The ambiguity is typically resolved by making the lexer greedy; "+++" means "++ +". However, this grammar allows us to derive "+++" as "+ ++", which is incorrect. Making this grammar unambiguous isn't exactly simple, so requiring the user to do so goes against Guppy's mission statement.

Indentation-based syntax


Another issue is: should Guppy use an indentation-based syntax or not? Should Guppy offer a non-indentation-based alternative? Consider nice and simple code like this:

number: int | float
int:
dec: [1-9] [0-9]*
hex: '0' [Xx] xdigit*
oct: '0' [0-7]*
...

If we had to do without indentation-based syntax, it might look like this:

number: { (int | float);
int: {
dec: [1-9] [0-9]* ;
hex: '0' [Xx] xdigit* ;
oct: '0' [0-7]* ;
};
...

Although indentation-based syntax makes the code look nice, it has a number of drawbacks.

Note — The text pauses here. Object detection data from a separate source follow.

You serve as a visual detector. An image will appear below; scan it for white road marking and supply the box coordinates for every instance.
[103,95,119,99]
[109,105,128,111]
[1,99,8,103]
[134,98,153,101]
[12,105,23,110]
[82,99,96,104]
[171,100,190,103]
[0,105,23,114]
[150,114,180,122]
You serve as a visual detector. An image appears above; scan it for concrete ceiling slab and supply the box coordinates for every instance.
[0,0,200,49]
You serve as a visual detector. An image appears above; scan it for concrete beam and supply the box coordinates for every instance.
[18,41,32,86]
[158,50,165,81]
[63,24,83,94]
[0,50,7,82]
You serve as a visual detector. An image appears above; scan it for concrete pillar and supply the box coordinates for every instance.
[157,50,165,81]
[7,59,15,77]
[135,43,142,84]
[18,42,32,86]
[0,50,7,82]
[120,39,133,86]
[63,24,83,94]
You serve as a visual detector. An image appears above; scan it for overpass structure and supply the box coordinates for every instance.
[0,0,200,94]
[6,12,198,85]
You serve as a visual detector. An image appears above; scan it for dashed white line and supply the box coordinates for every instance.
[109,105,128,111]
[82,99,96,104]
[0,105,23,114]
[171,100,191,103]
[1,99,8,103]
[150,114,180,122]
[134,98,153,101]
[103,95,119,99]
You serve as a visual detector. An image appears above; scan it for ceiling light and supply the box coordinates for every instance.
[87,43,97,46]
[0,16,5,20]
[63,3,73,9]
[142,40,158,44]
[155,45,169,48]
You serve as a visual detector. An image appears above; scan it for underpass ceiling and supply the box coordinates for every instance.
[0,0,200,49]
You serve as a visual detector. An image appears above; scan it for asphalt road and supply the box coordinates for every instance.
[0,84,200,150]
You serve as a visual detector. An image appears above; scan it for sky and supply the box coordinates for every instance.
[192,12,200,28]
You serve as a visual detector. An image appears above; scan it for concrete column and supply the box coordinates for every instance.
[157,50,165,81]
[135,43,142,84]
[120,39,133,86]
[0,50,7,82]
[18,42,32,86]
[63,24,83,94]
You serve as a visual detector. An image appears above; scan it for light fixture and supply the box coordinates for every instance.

One major drawback is that the grammar of Guppy would not be context-free (I think), complicating the matter of defining Guppy in Guppy. Note that indentation can be invoked in Guppy using a recursive function:

node(indent = ''):
indent value '\n'
indent key ':' value? '\n' node(indent [\t ]+)

Again, whether or not this will be allowed, I'm not sure.